2,472 Adults, children die from air pollution in Jordan annually

Jordan

Published: 2018-10-30 12:00

Last Updated: 2018-10-30 12:43


Air pollution has serious effects on a person’s health. (Plaen.blogspot.com)
Air pollution has serious effects on a person’s health. (Plaen.blogspot.com)
Roya News Source

About 2,472 people die from air pollution in Jordan every year, Reuters news agency reported, citing the World Health Organization. To many, this comes as no surprise, as they have to breathe in toxic clouds of smoke every day, whether they are driving or walking in the street.
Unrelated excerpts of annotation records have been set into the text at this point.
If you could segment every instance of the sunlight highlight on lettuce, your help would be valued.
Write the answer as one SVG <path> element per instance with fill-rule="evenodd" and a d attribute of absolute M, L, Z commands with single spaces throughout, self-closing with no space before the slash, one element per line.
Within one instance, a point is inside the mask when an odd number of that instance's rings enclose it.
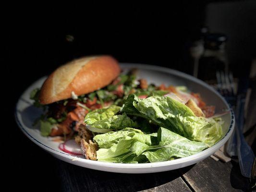
<path fill-rule="evenodd" d="M 85 116 L 85 122 L 92 127 L 95 132 L 104 131 L 120 130 L 126 127 L 136 128 L 138 125 L 126 114 L 115 115 L 120 107 L 112 105 L 106 108 L 97 109 L 88 113 Z"/>
<path fill-rule="evenodd" d="M 203 143 L 190 141 L 163 128 L 149 134 L 127 128 L 96 135 L 94 140 L 100 148 L 97 152 L 98 160 L 113 163 L 164 161 L 194 155 L 207 147 Z"/>
<path fill-rule="evenodd" d="M 158 132 L 158 145 L 148 147 L 148 151 L 142 153 L 151 163 L 191 156 L 207 147 L 203 143 L 190 141 L 162 127 Z"/>
<path fill-rule="evenodd" d="M 220 138 L 219 121 L 196 117 L 185 105 L 170 97 L 153 96 L 139 99 L 130 95 L 124 101 L 122 111 L 142 117 L 189 140 L 212 146 Z"/>

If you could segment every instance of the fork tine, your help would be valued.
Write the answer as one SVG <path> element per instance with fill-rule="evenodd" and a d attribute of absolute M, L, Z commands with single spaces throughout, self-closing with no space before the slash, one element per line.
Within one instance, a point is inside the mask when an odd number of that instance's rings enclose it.
<path fill-rule="evenodd" d="M 225 75 L 223 71 L 220 71 L 220 80 L 221 81 L 221 86 L 223 89 L 224 96 L 227 96 L 227 85 L 225 80 Z"/>
<path fill-rule="evenodd" d="M 224 75 L 228 95 L 229 96 L 231 96 L 232 95 L 232 88 L 231 88 L 231 84 L 229 78 L 229 75 L 226 72 L 224 73 Z"/>
<path fill-rule="evenodd" d="M 229 74 L 229 78 L 230 80 L 230 83 L 231 84 L 231 89 L 232 91 L 232 96 L 233 96 L 235 95 L 235 86 L 234 82 L 234 78 L 233 76 L 233 73 L 232 72 L 230 72 Z"/>
<path fill-rule="evenodd" d="M 217 88 L 218 91 L 222 94 L 221 90 L 221 80 L 220 80 L 220 74 L 219 71 L 216 71 L 216 78 L 217 79 Z"/>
For example, if you’ve ever been to Al Muqabalain area in Amman, you would be no stranger to its heavily-congested streets, which act as a regular travel route for big lorries, vans, trucks and busses. Those vehicles’ exhausts emit harmful fumes that end up being inhaled by innocent children and adults in cars around them.

The Central Traffic Department (CTD) and the Ministry of Environment should take serious action against drivers without a catalytic converter on their vehicles' exhausts. Factories and power plants should also be censored to ensure that their gas emissions do not exceed the permitted amount by international standards.
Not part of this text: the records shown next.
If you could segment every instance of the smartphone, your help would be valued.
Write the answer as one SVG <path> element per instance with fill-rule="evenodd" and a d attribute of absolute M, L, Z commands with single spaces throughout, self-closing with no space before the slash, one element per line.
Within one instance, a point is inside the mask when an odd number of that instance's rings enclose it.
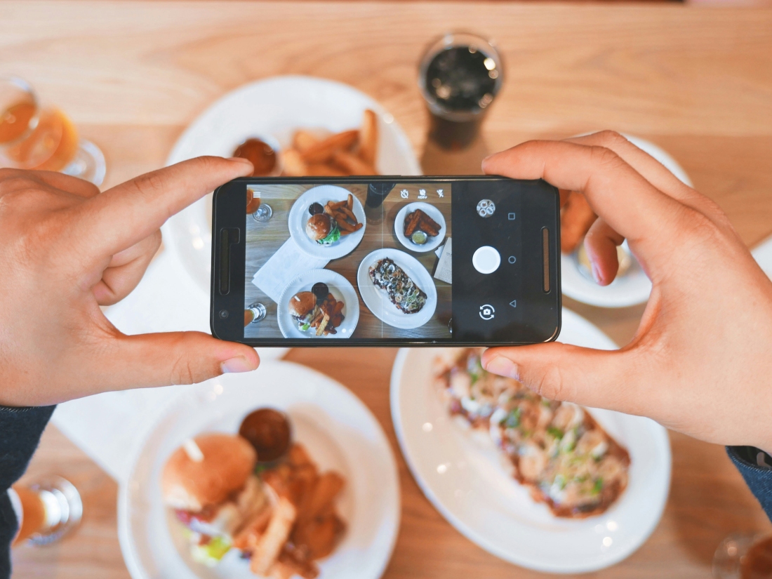
<path fill-rule="evenodd" d="M 212 203 L 222 340 L 499 346 L 560 332 L 560 200 L 544 181 L 246 178 Z"/>

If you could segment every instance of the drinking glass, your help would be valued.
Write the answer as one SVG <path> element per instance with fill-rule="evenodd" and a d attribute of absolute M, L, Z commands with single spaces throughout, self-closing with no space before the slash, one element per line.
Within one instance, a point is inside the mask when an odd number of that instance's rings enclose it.
<path fill-rule="evenodd" d="M 0 77 L 0 167 L 56 171 L 100 185 L 104 155 L 59 109 L 42 107 L 18 76 Z"/>
<path fill-rule="evenodd" d="M 713 555 L 715 579 L 768 579 L 772 577 L 772 534 L 736 533 Z"/>
<path fill-rule="evenodd" d="M 468 32 L 442 36 L 426 49 L 418 86 L 429 110 L 429 138 L 459 151 L 471 145 L 504 81 L 493 44 Z"/>
<path fill-rule="evenodd" d="M 15 546 L 25 540 L 33 545 L 54 543 L 77 527 L 83 516 L 78 489 L 60 476 L 15 486 L 9 496 L 19 520 Z"/>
The main outdoor pollutants are:

Fine particles (PM2.5), which are tiny particles that can penetrate deeply into the respiratory system
Ozone (O3)
Sulphur dioxide (SO2)
Nitrogen dioxide (NO2)
Carbon monoxide (CO)

Air pollution has serious effects on a person’s health and causes deadly diseases. Some of its effects include:

Aggravated respiratory disease such as emphysema, bronchitis and asthma.
Lung damage, even after symptoms such as coughing or a sore throat disappear.
Wheezing, chest pain, dry throat, headache or nausea.
Reduced resistance to infections.
Increased fatigue.

Air pollution occurs within the home as well, depending on the kind of fuels used around the household, whether any smokers live there, and on the kind of common household products used, such as perfume, scented sprays, paints, cleaning products and pesticides.

Researchers at the National Oceanic and Atmospheric Administration and the University of Colorado at Boulder suggested in a recent study that we need to pay more attention to the common household products that release Volatile Organic Compounds (VOCs).